[<prev] [next>] [<thread-prev] [thread-next>] [day] [month] [year] [list]
Message-ID: <20080429130201.GF23562@in.ibm.com>
Date: Tue, 29 Apr 2008 18:32:01 +0530
From: Gautham R Shenoy <ego@...ibm.com>
To: linux-kernel@...r.kernel.org,
Zdenek Kabelac <zdenek.kabelac@...il.com>,
Peter Zijlstra <a.p.zijlstra@...llo.nl>,
Oleg Nesterov <oleg@...sign.ru>,
Heiko Carstens <heiko.carstens@...ibm.com>,
"Rafael J. Wysocki" <rjw@...k.pl>
Cc: Andrew Morton <akpm@...ux-foundation.org>,
Ingo Molnar <mingo@...e.hu>,
Srivatsa Vaddagiri <vatsa@...ibm.com>
Subject: [PATCH 5/8] cpu: cpu-hotplug deadlock
Subject: cpu: cpu-hotplug deadlock
From: Peter Zijlstra <a.p.zijlstra@...llo.nl>
cpu_hotplug.mutex is basically a lock-internal lock; but by keeping it locked
over the 'write' section (cpu_hotplug_begin/done) a lock inversion happens when
some of the write side code calls into code that would otherwise take a
read lock.
And it so happens that read-in-write recursion is expressly permitted.
Fix this by turning cpu_hotplug into a proper stand alone unfair reader/writer
lock that allows reader-in-reader and reader-in-writer recursion.
Signed-off-by: Peter Zijlstra <a.p.zijlstra@...llo.nl>
Signed-off-by: Gautham R Shenoy <ego@...ibm.com>
---
kernel/cpu.c | 97 +++++++++++++++++++++++++++++++++-------------------------
1 files changed, 55 insertions(+), 42 deletions(-)

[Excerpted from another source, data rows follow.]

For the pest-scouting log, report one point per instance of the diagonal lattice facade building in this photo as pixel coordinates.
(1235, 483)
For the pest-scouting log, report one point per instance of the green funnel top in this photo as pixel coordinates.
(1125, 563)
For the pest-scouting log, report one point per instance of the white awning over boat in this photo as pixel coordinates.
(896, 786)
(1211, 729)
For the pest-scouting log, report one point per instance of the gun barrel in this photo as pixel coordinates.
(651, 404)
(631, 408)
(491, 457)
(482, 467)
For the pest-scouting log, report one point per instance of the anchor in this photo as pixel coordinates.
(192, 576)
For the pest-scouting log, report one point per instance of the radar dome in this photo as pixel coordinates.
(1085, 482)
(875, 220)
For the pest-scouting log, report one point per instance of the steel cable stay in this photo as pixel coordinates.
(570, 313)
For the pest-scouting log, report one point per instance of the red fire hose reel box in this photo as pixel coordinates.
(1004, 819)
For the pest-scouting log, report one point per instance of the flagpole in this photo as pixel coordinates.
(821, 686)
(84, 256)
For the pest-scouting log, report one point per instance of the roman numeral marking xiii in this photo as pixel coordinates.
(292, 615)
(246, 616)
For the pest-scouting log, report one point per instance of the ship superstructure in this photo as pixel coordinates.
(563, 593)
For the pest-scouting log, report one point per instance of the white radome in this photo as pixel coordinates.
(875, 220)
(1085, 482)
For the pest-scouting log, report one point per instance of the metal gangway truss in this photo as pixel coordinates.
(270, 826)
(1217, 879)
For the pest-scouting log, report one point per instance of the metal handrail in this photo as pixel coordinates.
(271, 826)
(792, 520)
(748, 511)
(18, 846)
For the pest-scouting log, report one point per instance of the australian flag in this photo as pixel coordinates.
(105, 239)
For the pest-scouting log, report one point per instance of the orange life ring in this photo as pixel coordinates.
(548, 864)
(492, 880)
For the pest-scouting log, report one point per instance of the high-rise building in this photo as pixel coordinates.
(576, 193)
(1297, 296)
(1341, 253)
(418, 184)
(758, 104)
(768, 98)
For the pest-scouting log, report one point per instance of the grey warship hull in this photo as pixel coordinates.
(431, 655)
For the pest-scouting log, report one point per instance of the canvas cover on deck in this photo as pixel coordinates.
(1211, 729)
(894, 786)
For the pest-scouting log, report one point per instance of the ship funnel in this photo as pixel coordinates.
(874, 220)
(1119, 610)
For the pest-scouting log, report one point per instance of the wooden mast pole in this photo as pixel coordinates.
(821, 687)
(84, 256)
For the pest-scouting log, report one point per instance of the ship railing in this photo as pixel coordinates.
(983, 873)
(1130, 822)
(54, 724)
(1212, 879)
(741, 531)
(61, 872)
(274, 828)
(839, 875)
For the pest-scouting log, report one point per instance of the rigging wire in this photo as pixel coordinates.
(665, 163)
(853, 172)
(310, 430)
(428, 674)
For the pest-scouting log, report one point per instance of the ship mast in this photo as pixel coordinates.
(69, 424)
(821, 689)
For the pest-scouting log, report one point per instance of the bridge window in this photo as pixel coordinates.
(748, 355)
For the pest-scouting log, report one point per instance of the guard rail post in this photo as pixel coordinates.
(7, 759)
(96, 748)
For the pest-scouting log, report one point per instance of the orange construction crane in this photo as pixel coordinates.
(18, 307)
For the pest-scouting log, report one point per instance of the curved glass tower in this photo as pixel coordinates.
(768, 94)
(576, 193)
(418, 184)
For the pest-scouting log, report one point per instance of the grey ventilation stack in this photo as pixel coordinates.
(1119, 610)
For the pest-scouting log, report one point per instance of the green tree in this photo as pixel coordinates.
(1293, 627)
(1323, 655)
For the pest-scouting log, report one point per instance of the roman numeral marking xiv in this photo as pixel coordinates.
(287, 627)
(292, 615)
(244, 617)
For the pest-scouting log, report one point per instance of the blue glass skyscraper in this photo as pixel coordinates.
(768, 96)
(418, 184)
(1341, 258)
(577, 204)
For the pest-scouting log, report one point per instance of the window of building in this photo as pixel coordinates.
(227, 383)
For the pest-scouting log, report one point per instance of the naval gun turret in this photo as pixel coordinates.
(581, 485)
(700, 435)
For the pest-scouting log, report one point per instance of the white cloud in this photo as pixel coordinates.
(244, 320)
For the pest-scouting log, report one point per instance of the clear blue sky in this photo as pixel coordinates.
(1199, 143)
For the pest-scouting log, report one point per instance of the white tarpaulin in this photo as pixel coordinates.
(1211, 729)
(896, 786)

diff --git a/kernel/cpu.c b/kernel/cpu.c
index 2eff3f6..e856c22 100644
--- a/kernel/cpu.c
+++ b/kernel/cpu.c
@@ -27,12 +27,13 @@ static int cpu_hotplug_disabled;
static struct {
struct task_struct *active_writer;
- struct mutex lock; /* Synchronizes accesses to refcount, */
+ spinlock_t lock; /* Synchronizes accesses to refcount, */
/*
* Also blocks the new readers during
* an ongoing cpu hotplug operation.
*/
int refcount;
+ wait_queue_head_t reader_queue;
wait_queue_head_t writer_queue;
} cpu_hotplug;
@@ -41,8 +42,9 @@ static struct {
void __init cpu_hotplug_init(void)
{
cpu_hotplug.active_writer = NULL;
- mutex_init(&cpu_hotplug.lock);
+ spin_lock_init(&cpu_hotplug.lock);
cpu_hotplug.refcount = 0;
+ init_waitqueue_head(&cpu_hotplug.reader_queue);
init_waitqueue_head(&cpu_hotplug.writer_queue);
}
@@ -51,27 +53,42 @@ void __init cpu_hotplug_init(void)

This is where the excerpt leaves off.